I'm on my senior year of college, and my professor and I have decided on an independent study where I will analyze and develop some method(s) for screening valid data sets for the 'selection' phase of data mining, where spam bots, dead accounts, and other irrelevant data sources are omitted from machine learning analysis.

The problem i'm running into is that I really want to use a data set that is from the real world, so I could truly discover something meaningful from the data that hasn't been discovered before.

My initial thought was to use the Ashley Madison hack dump from the summer of 2015, but I wanted to consider the ethical implications of using such sensitive data. Alternatively, I was thinking I could manipulate the data before analyzing it to provide some sense of anonymity to the victims of the hack (for instance, replacing all full emails with the first and last character of the name, as well as the @ and suffix).

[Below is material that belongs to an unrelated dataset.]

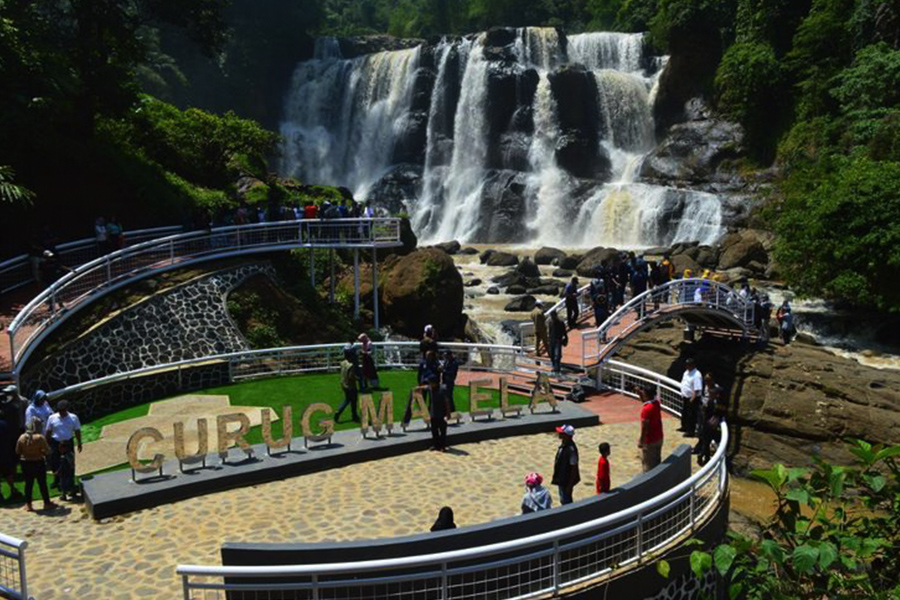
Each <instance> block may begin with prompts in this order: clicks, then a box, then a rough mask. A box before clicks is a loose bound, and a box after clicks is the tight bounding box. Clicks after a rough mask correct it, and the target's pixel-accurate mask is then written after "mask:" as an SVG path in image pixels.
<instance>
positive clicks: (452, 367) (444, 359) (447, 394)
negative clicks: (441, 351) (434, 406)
mask: <svg viewBox="0 0 900 600" xmlns="http://www.w3.org/2000/svg"><path fill="white" fill-rule="evenodd" d="M457 375H459V361H458V360H456V355H455V354H453V351H451V350H447V351H446V352H444V364H442V365H441V381H442V383H443V384H444V391H445V392H446V394H447V402H449V403H450V414H453V413H455V412H456V402H455V401H454V399H453V390H454V389H455V388H456V376H457Z"/></svg>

My question is NOT whether you think these practices are ethical, but whether there has been some professional work done in the past anyone is aware of that can serve as a model for my current work.

For example, Facebook was caught manipulating the content of its users' Facebook feeds in order to measure the emotional reaction of the content on their future posts.

You have no legal right to use this data in your research. Basically what you are describing is gaining unauthorised access to sensitive personal data and using it without the permission of the data holder or the individuals. The fact that some hackers posted the data on the internet makes this unauthorized access really easy, but it doesn't change what you are doing from a legal perspective.

Anonymising the data in some way doesn't change this. There are certain cases where anonymising data makes it legally usable for certain purposes--but not in this case, where you have no right to use the data in any way.

Using this data would put you at risk of prosecution and probably jail time. And, if you plan to do some research and try to actually publish it, I'd say this is a very real risk. Even if you avoid legal consequences, it's quite likely this will affect your ability to publish the work.

Caveat: I'm not a lawyer. Ask one if you want more information.